Experience vs Talent: Which One Wins the Job?

Talent vs. Experience

Slightly more than one-third of all Americans has a college degree now. The number of people who pursue higher education is at an all-time high. Of course, this isn’t the only way people demonstrate talent. Millions have certifications too, especially those in fields requiring STEM (science, technology, engineering, math) according to the Bureau of Labor Statistics. Upskilling has become hugely popular as well, though there aren’t any large-scale studies which demonstrate just how many people pick up individual skills on their own. Now more than ever, it’s easy to find people with talent to fill your vacancies, but is betting on talent too risky? Is it better to go with experience if you want the job done right?

There’s No Magical Formula When It Comes to Experience vs Talent

Unfortunately, there’s no formula you can use to calculate who the perfect candidate will be based on experience and talent. The ideal candidate will likely possess a mixture of both, but the reality is that there are times when we have to choose between the two. In these cases, it’s important to consider the individual, the company, and the role, in order to make the best decision.

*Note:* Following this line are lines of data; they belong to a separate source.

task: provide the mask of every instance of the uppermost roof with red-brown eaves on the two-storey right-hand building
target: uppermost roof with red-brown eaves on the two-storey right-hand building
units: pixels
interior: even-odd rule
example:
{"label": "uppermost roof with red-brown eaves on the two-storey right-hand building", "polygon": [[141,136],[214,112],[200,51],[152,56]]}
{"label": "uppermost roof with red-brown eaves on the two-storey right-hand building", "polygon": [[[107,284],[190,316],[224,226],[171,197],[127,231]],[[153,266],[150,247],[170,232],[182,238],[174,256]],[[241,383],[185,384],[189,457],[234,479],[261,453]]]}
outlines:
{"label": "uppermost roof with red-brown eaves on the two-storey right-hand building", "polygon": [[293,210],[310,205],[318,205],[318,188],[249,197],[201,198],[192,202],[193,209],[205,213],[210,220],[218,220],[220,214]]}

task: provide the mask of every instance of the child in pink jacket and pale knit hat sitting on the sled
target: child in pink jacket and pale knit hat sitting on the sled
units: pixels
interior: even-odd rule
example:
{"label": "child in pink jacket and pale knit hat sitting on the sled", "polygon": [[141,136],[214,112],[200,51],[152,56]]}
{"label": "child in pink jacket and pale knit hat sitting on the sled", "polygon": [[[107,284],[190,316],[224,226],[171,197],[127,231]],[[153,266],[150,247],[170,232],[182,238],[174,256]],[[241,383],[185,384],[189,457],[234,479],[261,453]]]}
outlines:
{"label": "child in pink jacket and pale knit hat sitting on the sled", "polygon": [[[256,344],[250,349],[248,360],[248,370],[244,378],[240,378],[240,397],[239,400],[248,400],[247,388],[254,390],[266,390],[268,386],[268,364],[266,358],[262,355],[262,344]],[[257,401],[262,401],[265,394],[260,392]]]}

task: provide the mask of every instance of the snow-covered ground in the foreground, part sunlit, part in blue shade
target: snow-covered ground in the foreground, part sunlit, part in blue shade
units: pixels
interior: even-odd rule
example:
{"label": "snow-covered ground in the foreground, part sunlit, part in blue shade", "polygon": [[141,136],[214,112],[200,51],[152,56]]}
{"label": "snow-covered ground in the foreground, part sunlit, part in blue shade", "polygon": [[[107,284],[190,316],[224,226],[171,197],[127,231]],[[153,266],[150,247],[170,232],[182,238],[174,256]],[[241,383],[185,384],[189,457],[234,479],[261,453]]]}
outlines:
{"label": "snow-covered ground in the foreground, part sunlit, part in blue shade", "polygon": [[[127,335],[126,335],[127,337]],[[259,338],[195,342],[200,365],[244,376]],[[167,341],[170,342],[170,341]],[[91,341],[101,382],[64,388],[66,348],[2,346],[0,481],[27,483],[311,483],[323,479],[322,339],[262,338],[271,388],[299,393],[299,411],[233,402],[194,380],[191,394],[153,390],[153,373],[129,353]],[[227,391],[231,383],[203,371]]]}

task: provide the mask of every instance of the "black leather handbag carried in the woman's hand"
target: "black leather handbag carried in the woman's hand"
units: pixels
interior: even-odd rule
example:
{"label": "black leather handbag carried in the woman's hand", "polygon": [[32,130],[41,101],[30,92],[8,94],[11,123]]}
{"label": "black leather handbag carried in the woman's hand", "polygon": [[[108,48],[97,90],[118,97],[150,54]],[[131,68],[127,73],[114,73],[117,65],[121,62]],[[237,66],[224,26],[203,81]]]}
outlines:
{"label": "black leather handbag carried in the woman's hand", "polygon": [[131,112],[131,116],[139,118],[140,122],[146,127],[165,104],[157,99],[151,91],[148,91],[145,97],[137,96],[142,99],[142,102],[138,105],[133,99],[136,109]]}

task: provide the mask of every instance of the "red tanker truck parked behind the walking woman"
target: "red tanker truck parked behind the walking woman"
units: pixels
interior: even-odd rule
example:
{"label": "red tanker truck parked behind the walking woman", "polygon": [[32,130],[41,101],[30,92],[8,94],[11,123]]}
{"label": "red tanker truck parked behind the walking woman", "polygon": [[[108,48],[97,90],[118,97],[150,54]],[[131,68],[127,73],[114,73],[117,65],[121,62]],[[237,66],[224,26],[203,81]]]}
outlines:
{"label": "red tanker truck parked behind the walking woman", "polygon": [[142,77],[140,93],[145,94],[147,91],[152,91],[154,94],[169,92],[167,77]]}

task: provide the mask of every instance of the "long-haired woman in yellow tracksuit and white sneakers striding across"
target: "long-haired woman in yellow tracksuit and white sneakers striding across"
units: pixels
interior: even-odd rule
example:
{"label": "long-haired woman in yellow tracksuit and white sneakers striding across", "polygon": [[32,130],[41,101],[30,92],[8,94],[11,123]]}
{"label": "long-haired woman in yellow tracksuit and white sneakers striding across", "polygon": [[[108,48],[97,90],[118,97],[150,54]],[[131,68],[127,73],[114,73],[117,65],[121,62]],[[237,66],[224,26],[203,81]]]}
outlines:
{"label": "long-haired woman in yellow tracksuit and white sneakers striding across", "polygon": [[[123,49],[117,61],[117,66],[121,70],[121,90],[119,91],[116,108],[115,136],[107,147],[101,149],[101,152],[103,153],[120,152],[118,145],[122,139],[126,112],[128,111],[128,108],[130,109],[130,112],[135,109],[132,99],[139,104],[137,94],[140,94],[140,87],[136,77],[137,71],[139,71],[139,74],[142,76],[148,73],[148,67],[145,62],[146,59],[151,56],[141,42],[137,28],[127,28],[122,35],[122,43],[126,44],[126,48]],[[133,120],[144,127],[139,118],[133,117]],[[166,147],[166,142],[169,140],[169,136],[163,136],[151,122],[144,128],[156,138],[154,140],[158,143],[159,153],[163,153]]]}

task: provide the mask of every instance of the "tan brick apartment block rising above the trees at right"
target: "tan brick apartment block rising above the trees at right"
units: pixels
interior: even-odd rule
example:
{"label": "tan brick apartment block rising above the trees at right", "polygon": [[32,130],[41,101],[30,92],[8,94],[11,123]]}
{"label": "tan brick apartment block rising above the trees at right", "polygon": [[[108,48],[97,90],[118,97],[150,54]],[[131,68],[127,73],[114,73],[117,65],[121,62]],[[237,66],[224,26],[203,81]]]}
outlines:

Experienced Candidates are Usually Better Leaders

Regardless of your industry, your leaders should have a deep understanding of what the average day is like for the people they manage. The best way to gain that knowledge is by working their way up. In doing so, the individual can relate better to employees and will have already dealt with countless situations, so they’re more prone to stay cool under fire and take charge of situations. Someone without experience needs to experiment a bit before he or she can lead from a place of mindfulness.

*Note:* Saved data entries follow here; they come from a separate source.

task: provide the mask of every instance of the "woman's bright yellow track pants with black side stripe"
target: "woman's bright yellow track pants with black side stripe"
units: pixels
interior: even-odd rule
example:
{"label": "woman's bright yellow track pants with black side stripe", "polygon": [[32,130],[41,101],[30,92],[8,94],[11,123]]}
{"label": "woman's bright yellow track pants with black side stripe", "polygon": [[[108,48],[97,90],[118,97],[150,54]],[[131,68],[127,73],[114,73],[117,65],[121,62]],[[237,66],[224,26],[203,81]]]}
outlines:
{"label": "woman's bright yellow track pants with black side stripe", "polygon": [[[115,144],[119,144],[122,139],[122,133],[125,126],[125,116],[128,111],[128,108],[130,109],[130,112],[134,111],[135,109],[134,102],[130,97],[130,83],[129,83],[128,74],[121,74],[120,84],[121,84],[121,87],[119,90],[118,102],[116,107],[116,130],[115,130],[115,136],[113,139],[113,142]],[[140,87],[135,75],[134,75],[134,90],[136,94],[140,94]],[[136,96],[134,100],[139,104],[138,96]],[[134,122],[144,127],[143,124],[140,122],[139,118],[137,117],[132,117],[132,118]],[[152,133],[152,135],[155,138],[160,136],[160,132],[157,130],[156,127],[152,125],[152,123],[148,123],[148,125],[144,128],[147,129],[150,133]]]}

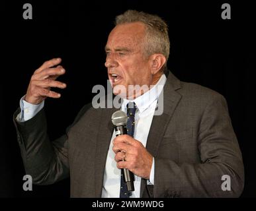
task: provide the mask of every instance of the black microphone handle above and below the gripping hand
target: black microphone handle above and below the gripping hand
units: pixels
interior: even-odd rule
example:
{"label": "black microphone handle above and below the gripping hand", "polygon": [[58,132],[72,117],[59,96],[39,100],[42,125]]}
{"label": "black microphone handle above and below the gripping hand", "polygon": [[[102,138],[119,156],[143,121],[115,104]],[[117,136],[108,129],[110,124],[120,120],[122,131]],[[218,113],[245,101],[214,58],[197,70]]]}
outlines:
{"label": "black microphone handle above and below the gripping hand", "polygon": [[[124,125],[118,125],[114,127],[114,131],[116,133],[116,136],[120,135],[127,135],[127,129]],[[124,181],[127,185],[128,191],[134,191],[134,174],[129,171],[128,169],[121,169],[122,175],[124,175]]]}

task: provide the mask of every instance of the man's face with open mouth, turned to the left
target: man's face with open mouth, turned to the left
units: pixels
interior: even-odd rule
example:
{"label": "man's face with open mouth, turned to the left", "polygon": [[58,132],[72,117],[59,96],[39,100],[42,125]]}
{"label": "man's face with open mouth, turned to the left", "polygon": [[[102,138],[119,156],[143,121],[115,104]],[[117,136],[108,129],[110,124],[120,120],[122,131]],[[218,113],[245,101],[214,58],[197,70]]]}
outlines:
{"label": "man's face with open mouth, turned to the left", "polygon": [[[151,84],[149,60],[143,51],[144,36],[145,26],[140,22],[120,24],[108,36],[105,47],[108,78],[113,88],[125,87],[126,96],[128,85]],[[114,94],[120,93],[114,91]]]}

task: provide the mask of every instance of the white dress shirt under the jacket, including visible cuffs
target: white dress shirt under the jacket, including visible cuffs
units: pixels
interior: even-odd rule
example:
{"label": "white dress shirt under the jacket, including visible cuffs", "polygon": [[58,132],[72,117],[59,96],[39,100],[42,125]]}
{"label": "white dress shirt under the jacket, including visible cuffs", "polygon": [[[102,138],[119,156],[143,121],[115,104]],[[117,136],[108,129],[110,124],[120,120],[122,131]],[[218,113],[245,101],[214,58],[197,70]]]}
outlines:
{"label": "white dress shirt under the jacket, including visible cuffs", "polygon": [[[135,100],[124,99],[121,106],[121,110],[125,113],[126,104],[128,104],[128,102],[135,102],[136,106],[138,107],[135,113],[134,139],[142,142],[144,147],[146,147],[147,144],[149,129],[151,127],[153,114],[157,106],[157,99],[163,90],[165,81],[166,76],[163,74],[158,80],[157,84],[148,90],[148,92],[144,93],[142,96],[139,96]],[[17,121],[24,122],[34,117],[44,107],[44,102],[38,105],[29,104],[24,100],[23,96],[20,101],[20,107],[21,113],[19,113],[17,116]],[[114,160],[115,154],[112,150],[112,141],[115,137],[116,135],[113,131],[105,166],[103,192],[101,195],[103,198],[119,198],[120,195],[120,169],[116,167],[116,161]],[[155,162],[153,159],[148,185],[154,184],[154,169]],[[140,183],[141,177],[134,175],[134,192],[132,192],[130,198],[140,198]]]}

Talented Candidates Tend to Be Hungrier

On the flip side, those with talent and little practical experience are often more eager to learn and excel. Though they may stumble when making decisions, they bring a fresh approach and are more likely to address issues in ways the company hasn’t considered before. Without innovation, a company will stall out, so having fresh faces is essential too.

Focus on Fit Before All Else

Experience and talent are only two factors and they aren’t necessarily the most important to focus on when choosing between candidates. Regardless of talent or experience, the best addition to your team will be the one with skills which complement those of the existing employees and who blends with the company culture. For example, if you’re hiring for your company’s IT department and there are five employees performing similar tasks, yet they all favor Windows and the company still has a few Macs that need to be taken care of, you don’t want the generalist with ten years of experience. You want the newcomer with talent related to Macs. Equally, if your company is the type where collaboration between departments is expected and impromptu meetings at the coffee bar spur innovation, you probably want the candidate who made easy conversation with anyone who approached him or her.